The Story: Chase and Kate demonstrate that every sisterhood is its own beast.

The Review: Where Batwoman really separates itself from the competition is how much effort has been put into developing the supporting cast as fully-rounded characters, with lives and problems outside of whatever Kate’s got herself up to at the moment.  At this point, you feel like you know Maggie Sawyer, Jacob Kane, Cameron Chase, and Bette Kane as intimately as you know Kate herself, which is a rare and special kind of achievement for a superhero series.

How often do you get a series where a supporting character is so compelling she can have her own series.  At one point, Chase had just that, and here, Blackman-Williams demonstrate why.  Her vendetta against “the capes and masks” is clearly a manifestation of witnessing her father die from his wannabe superhero aspirations.  There’s a genuine pathos to Chase’s bitterness that makes this otherwise ludicrous set of circumstances feel real.  In some ways, her perspective of the whole costumed capers thing (“cosplay”) is very convincing; in some ways, you can easily be swayed into viewing her as a hero in her own right.
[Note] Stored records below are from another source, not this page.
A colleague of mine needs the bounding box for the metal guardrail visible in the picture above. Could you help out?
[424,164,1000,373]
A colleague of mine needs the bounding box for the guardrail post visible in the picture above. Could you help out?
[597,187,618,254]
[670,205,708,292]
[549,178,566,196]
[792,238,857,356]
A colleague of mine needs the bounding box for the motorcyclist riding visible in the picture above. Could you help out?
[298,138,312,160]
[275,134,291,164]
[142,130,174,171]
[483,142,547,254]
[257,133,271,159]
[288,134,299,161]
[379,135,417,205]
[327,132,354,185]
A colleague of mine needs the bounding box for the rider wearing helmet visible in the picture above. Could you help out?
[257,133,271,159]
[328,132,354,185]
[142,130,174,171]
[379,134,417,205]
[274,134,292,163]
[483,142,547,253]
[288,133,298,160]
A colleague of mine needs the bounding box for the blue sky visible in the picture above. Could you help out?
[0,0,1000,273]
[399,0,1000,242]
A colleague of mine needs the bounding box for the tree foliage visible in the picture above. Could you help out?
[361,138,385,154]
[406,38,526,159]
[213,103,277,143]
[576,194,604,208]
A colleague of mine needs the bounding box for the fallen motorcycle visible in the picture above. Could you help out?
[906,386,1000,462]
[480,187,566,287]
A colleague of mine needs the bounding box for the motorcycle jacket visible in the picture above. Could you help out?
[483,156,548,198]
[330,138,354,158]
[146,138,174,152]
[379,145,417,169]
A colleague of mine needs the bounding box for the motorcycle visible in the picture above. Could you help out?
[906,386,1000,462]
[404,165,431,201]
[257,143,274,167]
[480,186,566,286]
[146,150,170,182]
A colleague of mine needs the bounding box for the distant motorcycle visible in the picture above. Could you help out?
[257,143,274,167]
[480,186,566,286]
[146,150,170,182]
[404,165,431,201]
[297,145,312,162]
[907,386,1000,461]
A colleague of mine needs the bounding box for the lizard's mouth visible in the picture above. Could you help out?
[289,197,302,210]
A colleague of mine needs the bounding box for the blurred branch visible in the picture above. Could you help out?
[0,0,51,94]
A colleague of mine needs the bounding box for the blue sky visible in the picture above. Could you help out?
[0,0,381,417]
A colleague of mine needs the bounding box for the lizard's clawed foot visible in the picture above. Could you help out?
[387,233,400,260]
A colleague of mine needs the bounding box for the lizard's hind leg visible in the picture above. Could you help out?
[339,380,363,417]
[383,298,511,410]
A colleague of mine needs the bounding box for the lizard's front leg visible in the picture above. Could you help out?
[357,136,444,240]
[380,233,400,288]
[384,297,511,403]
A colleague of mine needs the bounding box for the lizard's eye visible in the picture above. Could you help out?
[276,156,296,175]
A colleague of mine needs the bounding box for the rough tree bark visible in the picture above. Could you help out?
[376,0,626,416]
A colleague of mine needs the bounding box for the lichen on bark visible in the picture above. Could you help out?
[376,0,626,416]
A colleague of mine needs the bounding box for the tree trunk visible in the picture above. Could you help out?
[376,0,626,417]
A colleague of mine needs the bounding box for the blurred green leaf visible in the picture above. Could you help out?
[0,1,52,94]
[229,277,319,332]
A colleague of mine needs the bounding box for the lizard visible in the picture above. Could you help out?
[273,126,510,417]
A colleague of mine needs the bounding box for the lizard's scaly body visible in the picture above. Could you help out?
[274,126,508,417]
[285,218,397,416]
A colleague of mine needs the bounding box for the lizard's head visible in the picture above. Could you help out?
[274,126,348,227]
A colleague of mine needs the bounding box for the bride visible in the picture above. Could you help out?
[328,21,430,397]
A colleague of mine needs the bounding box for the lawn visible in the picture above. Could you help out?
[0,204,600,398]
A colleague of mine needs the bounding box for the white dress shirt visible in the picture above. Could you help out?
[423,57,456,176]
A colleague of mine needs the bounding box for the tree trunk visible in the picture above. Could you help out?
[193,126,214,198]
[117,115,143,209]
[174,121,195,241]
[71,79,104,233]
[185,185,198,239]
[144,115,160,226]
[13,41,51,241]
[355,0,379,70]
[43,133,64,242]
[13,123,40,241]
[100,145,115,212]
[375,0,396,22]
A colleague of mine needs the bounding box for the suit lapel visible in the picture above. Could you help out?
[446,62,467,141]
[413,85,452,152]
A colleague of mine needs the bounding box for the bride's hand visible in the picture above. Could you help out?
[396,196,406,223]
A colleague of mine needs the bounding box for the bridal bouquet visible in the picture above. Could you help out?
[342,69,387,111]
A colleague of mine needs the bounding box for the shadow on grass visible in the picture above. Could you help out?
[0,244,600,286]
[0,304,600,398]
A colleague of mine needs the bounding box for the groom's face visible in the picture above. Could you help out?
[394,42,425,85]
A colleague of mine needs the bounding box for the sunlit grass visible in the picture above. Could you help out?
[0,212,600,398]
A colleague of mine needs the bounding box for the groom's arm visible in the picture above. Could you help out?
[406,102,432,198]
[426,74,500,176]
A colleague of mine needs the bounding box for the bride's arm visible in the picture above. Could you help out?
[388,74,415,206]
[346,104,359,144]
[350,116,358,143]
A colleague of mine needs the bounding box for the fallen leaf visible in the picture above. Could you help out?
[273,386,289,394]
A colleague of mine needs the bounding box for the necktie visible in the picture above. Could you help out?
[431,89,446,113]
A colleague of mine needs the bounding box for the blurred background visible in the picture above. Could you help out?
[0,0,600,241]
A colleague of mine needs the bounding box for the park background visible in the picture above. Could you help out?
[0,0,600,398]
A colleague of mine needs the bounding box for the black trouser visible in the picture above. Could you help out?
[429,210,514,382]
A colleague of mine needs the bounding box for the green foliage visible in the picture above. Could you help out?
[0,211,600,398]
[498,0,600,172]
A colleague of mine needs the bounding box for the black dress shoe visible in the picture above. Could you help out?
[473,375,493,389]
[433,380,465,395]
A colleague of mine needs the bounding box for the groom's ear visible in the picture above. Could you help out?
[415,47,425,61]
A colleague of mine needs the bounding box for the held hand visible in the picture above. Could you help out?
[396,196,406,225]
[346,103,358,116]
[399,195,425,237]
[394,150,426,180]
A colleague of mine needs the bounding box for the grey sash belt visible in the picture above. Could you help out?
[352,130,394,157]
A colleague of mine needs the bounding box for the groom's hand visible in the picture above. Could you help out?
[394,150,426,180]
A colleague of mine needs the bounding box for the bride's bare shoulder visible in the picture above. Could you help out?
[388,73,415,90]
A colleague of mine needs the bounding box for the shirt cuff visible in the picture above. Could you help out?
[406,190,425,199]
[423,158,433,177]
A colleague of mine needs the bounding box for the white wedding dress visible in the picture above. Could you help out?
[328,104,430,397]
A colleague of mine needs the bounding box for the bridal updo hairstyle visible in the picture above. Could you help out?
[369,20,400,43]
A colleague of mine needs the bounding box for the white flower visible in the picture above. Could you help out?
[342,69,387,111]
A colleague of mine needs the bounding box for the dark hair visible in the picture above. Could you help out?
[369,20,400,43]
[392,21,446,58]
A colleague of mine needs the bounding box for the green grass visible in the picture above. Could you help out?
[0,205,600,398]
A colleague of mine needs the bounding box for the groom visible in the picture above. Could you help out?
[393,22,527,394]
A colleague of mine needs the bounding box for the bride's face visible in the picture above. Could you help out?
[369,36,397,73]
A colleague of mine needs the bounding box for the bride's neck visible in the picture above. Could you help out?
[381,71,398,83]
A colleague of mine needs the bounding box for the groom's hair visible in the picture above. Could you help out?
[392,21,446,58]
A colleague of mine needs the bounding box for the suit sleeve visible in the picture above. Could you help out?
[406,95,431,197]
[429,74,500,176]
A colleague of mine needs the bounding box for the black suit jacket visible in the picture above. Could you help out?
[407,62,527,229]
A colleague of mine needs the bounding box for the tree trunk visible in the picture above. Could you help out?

Even if you don’t, you can still see her as a sympathetic figure, someone who’s still mixed and messed up over her father’s secret life years later.  “I don’t hate him,” she insists to her sister, Terry, “I just feel sorry for him.”  But even just reading the text, you can hear the bile in her voice that exposes the lie.  She may justify her actions in this issue as a protective measure, to save others from what she and Terry suffered, but it’s still pretty clear she’s being led by her personal anger, not her conscience.
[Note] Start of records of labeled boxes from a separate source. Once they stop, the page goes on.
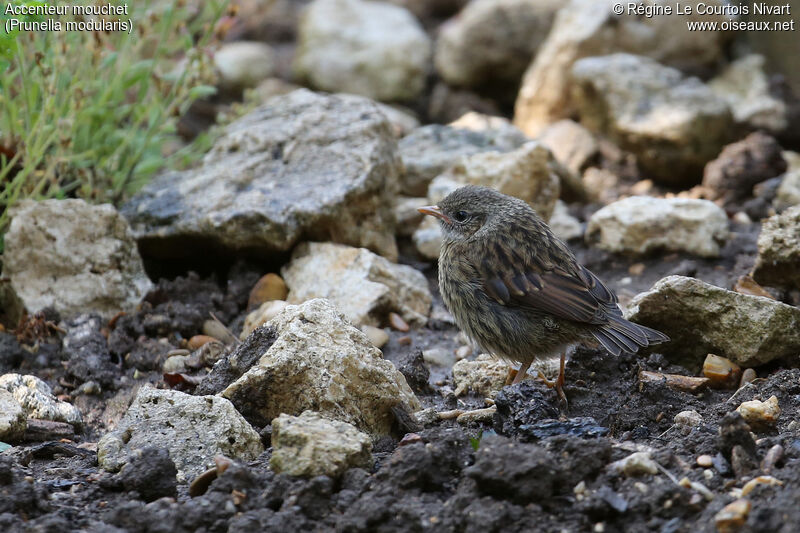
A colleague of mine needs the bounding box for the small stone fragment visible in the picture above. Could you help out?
[736,396,781,427]
[703,353,742,388]
[456,405,497,425]
[733,276,775,300]
[714,499,752,533]
[609,452,658,477]
[239,300,289,340]
[0,374,82,426]
[389,311,410,332]
[361,324,389,348]
[639,370,710,392]
[269,411,372,477]
[761,444,784,474]
[742,476,783,497]
[247,272,289,309]
[0,388,28,442]
[186,335,217,350]
[453,354,508,398]
[672,410,703,428]
[739,368,758,387]
[697,453,714,468]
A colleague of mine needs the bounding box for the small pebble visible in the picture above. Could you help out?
[742,476,783,497]
[456,405,497,425]
[672,411,703,428]
[697,454,714,468]
[714,499,752,533]
[739,368,758,388]
[456,346,472,361]
[422,348,456,368]
[203,320,236,343]
[609,452,658,477]
[628,263,644,276]
[761,444,784,474]
[361,324,389,348]
[736,396,781,426]
[187,335,217,350]
[247,273,289,309]
[389,312,410,333]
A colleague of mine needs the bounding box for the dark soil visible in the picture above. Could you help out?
[0,219,800,533]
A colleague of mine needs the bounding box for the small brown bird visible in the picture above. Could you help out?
[419,186,669,401]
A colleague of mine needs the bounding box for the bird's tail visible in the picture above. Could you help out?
[592,316,669,355]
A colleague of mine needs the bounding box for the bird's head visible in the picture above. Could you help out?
[418,185,531,241]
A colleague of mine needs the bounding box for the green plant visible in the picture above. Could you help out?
[0,0,227,245]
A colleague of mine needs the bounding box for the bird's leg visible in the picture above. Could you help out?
[539,351,568,406]
[511,361,531,385]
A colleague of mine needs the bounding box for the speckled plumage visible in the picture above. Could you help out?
[427,186,668,369]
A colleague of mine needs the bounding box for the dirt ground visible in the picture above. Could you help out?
[0,219,800,533]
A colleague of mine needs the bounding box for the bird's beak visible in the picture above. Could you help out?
[417,205,451,224]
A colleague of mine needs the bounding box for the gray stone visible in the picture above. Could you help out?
[123,89,400,258]
[281,242,432,326]
[214,41,275,90]
[627,276,800,369]
[453,354,509,398]
[537,120,599,175]
[0,374,82,426]
[221,299,420,438]
[398,116,529,196]
[547,200,583,241]
[773,151,800,210]
[753,205,800,289]
[97,386,264,483]
[437,141,561,220]
[586,196,728,257]
[703,131,786,203]
[514,0,732,137]
[294,0,431,101]
[435,0,563,92]
[269,411,372,477]
[0,388,28,442]
[3,200,153,318]
[708,54,789,134]
[572,54,733,185]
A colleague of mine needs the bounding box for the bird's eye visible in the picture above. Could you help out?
[453,211,469,222]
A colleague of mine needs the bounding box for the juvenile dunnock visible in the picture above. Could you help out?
[419,186,669,400]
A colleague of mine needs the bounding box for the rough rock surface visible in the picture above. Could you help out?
[269,411,372,477]
[435,0,563,95]
[294,0,431,101]
[708,54,788,134]
[123,90,400,258]
[0,374,81,426]
[753,205,800,289]
[97,387,264,483]
[703,131,787,202]
[398,121,529,196]
[537,120,599,175]
[3,200,153,317]
[586,196,728,257]
[773,151,800,210]
[0,388,28,442]
[514,0,731,136]
[281,242,432,326]
[453,354,508,398]
[214,41,275,90]
[217,299,420,437]
[437,141,561,220]
[628,276,800,368]
[572,54,733,185]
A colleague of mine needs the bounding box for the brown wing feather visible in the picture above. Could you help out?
[472,224,622,325]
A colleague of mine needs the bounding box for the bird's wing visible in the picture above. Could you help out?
[469,232,622,324]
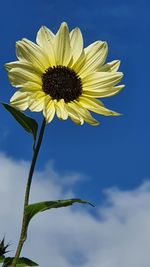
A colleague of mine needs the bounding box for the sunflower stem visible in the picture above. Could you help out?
[11,119,46,267]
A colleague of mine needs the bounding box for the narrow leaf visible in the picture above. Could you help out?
[2,103,38,149]
[2,257,39,267]
[25,198,94,226]
[0,256,5,263]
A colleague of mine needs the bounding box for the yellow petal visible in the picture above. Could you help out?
[82,72,123,91]
[5,61,43,75]
[78,96,120,116]
[70,28,83,62]
[72,101,99,126]
[43,96,55,123]
[8,68,42,87]
[79,41,108,78]
[54,22,72,66]
[29,92,46,112]
[82,85,125,98]
[54,99,68,120]
[10,90,29,110]
[36,26,56,67]
[82,85,125,98]
[22,82,43,92]
[98,60,120,72]
[16,39,49,71]
[66,103,84,125]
Almost all the Batwoman characters have a unique internality like this, even the most minor.  While Katherine, Jacob’s second wife, has been a background figure for nearly their entire run, she suddenly asserts her own importance here.  She’s doing the same thing Kirsten McDuffie did in Daredevil #24, only in a less direct and metafictional way.  She acknowledges Jacob’s right to engage in whatever crazy life he wants, but demands inclusion.  Kirsten’s decision to leave Matt Murdock ultimately sends her offstage; Katherine refuses to be so marginalized, and I have to say, you can’t help respecting her for it.

Whereas Katherine strives to enter Batwoman’s world, other characters won’t allow Batwoman to invade or define theirs.  Earnest as Kate is in wanting to sympathize with and comfort her fiancée, Maggie replies (rightly) that some of her experiences and emotions can’t be shared or hijacked that way, because “…you can’t begin to understand it until you’ve been through it yourself.”  And while Kate may want to prop up the illusion that she’s in complete control, that she calls the shots, Bette quietly punctures that idea with her departure, stating, “As long as you’re working for the D.E.O. I can’t trust you.  And I can’t be your partner.”

“I never said we were partners,” Kate mutters.  But just because she never did doesn’t mean that the partnership didn’t exist.  Bette has just as much say in that matter, and just as much a right to dissolve it as she feels appropriate.

Lest you get the idea that Batwoman has suddenly gotten overshadowed in her own title, let me assure that nothing of the kind happens.  Her friction with the D.E.O. finally spills over the top as they ask her to do the one thing she can never agree to do, driving her to call their bluff, ready to accept whatever consequences that might bring—until Bones pulls out his wild card, one that suddenly takes on a very eerie lucidity as she says, “I’d like to see my sister now.”

I suspect that if you’re an artist working under Williams’ direction, you will have no choice but to step up your game and try things you’ve never thought of before, and McCarthy definitely has.  Of course, he’s always had the chops to do wildly inventive layouts like Bette and Kate’s clockwork battle sequence, but it took a demanding script to get him there, and he’s going to be an even greater force in DC’s art ranks from now on.  At times, the narrative doesn’t flow quite as naturally as it should, but these are the rare casualties of experimentation, and for the most part, McCarthy delivers as stunning an issue as Williams might himself.  Major manages to give McCarthy’s flatter style of figure incredible body and depth through layered coloring, making an already visually striking issue even more so.

Conclusion: I still consider this series as one of the most well-crafted of DC’s products, and issues like this demonstrate why.  It lacks hype, but deserves as much attention as any of the pop or cult favorites out there.